The presidential disaster declaration allows the IRS to postpone certain deadlines for taxpayers who live in or have a business in the disaster area. Some of the deadlines falling on or after Sept. 17, 2017 and before Jan. 31, 2018, get extra time to file through Jan. 31, 2018. With some exceptions, many of these deadlines were postponed by the IRS following the disaster declaration for Hurricane Irma for some municipalities, which also hit Puerto Rico in recent weeks.

A resident shovels debris after Hurricane Maria in Arecibo, Puerto Rico.
A resident shovels debris after Hurricane Maria in Arecibo, Puerto Rico. Alex Wroblewski/Bloomberg

The relief includes taxpayers who had a valid extension to file their 2016 return that was due to run out on Oct. 16, 2017. It also encompasses the quarterly estimated income tax payments due on Jan. 16, 2018, and the quarterly payroll and excise tax returns typically due on Oct. 31, 2017. It also includes tax-exempt organizations that operate on a calendar-year basis and had an automatic extension due to run out on Nov. 15, 2017. In addition, penalties on payroll and excise tax deposits due on or after Sept. 17, 2017, and before Oct. 2, 2017, will be abated as long as the deposits are made by Oct. 2, 2017.

If affected taxpayers get a late filing or late payment penalty notice from the IRS that has an original or extended filing, payment or deposit due date occurring within the postponement period, they should call the phone number on the notice and the IRS will abate the penalty.

The IRS pointed out that it automatically identifies taxpayers located in the covered disaster area and applies automatic filing and payment relief. But affected taxpayers who live in or have a business located outside the covered disaster area should call the IRS disaster hotline at (866) 562-5227 to ask for the tax relief.

The affected taxpayers include people who live in the disaster area, and businesses (including tax-exempt organizations) whose principal place of business is located, in the covered disaster area. Taxpayers not in the covered disaster area, but whose records are needed to meet a deadline listed in Treas. Reg. § 301.7508A-1(c) are in the covered disaster area, are also entitled to relief. In addition, all relief workers affiliated with a recognized government or philanthropic organization assisting in the relief activities in the covered disaster area and any individual visiting the covered disaster area who was killed or injured as a result of the disaster are entitled to relief.
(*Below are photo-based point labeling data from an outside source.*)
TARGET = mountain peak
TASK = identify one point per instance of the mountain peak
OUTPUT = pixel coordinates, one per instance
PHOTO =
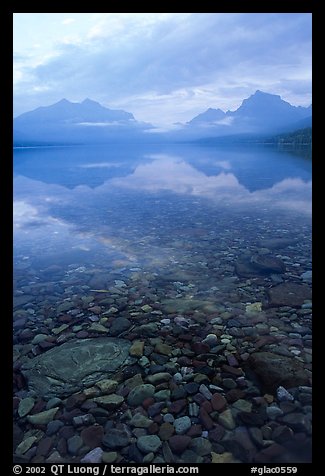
(210, 115)
(90, 101)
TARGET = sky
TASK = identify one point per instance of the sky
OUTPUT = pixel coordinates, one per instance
(162, 67)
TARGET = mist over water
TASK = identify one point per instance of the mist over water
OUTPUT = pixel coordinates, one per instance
(186, 241)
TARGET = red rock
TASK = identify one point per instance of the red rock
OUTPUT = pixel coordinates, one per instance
(195, 430)
(153, 428)
(75, 400)
(232, 370)
(62, 446)
(198, 363)
(206, 419)
(158, 418)
(179, 443)
(234, 394)
(95, 309)
(147, 402)
(207, 406)
(177, 406)
(217, 433)
(218, 402)
(166, 430)
(184, 361)
(232, 360)
(92, 436)
(271, 453)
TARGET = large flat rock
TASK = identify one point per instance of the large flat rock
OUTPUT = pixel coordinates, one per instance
(75, 365)
(289, 294)
(274, 370)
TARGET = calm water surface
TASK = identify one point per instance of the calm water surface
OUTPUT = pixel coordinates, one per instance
(120, 227)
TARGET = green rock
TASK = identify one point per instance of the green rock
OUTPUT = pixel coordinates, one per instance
(43, 418)
(146, 308)
(65, 306)
(254, 307)
(163, 349)
(107, 385)
(96, 327)
(140, 421)
(223, 458)
(25, 406)
(53, 402)
(136, 349)
(134, 381)
(75, 365)
(110, 402)
(201, 446)
(109, 456)
(25, 445)
(158, 378)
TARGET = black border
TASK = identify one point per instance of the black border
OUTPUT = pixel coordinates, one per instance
(230, 6)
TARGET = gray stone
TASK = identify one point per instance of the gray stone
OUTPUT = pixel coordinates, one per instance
(158, 378)
(201, 446)
(115, 438)
(307, 276)
(74, 444)
(77, 364)
(94, 456)
(140, 393)
(53, 427)
(273, 412)
(53, 402)
(149, 443)
(42, 418)
(239, 443)
(189, 456)
(266, 264)
(121, 324)
(110, 402)
(162, 395)
(289, 294)
(274, 370)
(182, 424)
(25, 406)
(283, 395)
(25, 445)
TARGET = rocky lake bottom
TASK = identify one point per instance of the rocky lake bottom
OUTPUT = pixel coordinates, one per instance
(198, 351)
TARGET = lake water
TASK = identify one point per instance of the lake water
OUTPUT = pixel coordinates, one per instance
(186, 238)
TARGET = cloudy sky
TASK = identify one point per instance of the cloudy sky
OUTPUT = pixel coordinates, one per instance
(162, 67)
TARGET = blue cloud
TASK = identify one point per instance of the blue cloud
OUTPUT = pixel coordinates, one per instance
(175, 67)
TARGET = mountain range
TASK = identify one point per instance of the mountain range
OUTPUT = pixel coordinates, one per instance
(90, 122)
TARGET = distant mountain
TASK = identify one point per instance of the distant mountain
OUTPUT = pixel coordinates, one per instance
(260, 113)
(68, 122)
(209, 116)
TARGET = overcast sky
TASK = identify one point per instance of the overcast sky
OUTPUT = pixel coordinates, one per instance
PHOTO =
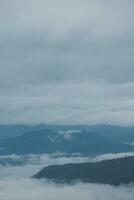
(67, 61)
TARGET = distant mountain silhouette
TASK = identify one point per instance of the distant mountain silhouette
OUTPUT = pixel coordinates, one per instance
(54, 139)
(114, 172)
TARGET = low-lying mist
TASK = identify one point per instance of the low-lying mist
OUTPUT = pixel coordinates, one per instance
(28, 189)
(16, 184)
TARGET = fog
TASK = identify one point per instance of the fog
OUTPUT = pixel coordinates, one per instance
(27, 189)
(16, 184)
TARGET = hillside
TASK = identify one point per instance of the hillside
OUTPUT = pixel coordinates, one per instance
(114, 172)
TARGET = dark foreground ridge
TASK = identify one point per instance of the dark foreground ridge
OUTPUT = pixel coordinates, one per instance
(114, 172)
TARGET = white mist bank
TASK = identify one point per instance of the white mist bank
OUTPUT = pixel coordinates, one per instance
(27, 189)
(15, 183)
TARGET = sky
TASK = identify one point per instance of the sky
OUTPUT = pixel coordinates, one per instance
(67, 62)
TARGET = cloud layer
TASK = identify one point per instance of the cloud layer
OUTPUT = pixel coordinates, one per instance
(66, 61)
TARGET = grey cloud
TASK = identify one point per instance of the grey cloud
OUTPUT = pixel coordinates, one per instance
(66, 61)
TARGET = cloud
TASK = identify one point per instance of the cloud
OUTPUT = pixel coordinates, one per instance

The IRS is giving affected taxpayers until Jan. 31, 2018, to file most types of tax returns (such as individual, corporate, and estate and trust income tax returns; partnership returns, S corporation returns, trust returns; estate, gift, and generation-skipping transfer tax returns; annual information returns of tax-exempt organizations; and employment and certain excise tax returns), that have either an original or extended due date happening on or after Sept. 17, 2017, and before Jan. 31, 2018. Affected taxpayers that have an estimated income tax payment originally due on or after Sept. 17, 2017, and before Jan. 31, 2018, won’t be subject to penalties for failure to pay estimated tax installments as long as such payments are paid on or before Jan. 31, 2018.

The relief also includes the filing of Form 5500 series returns that needed to be filed on or after Sept. 17, 2017, and before Jan. 31, 2018.

Taxpayers in the disaster area also have the option of claiming disaster-related casualty losses on their income tax return for either the year when the event occurred, or the previous year. See Publication 547 for details.

Individuals can deduct personal property losses that are not covered by insurance or other reimbursements. For details, see Form 4684 and its instructions.

Affected taxpayers claiming the disaster loss on a 2016 return should put the Disaster Designation, “Puerto Rico, Hurricane Maria” at the top of the form so that the IRS can expedite the processing of the refund.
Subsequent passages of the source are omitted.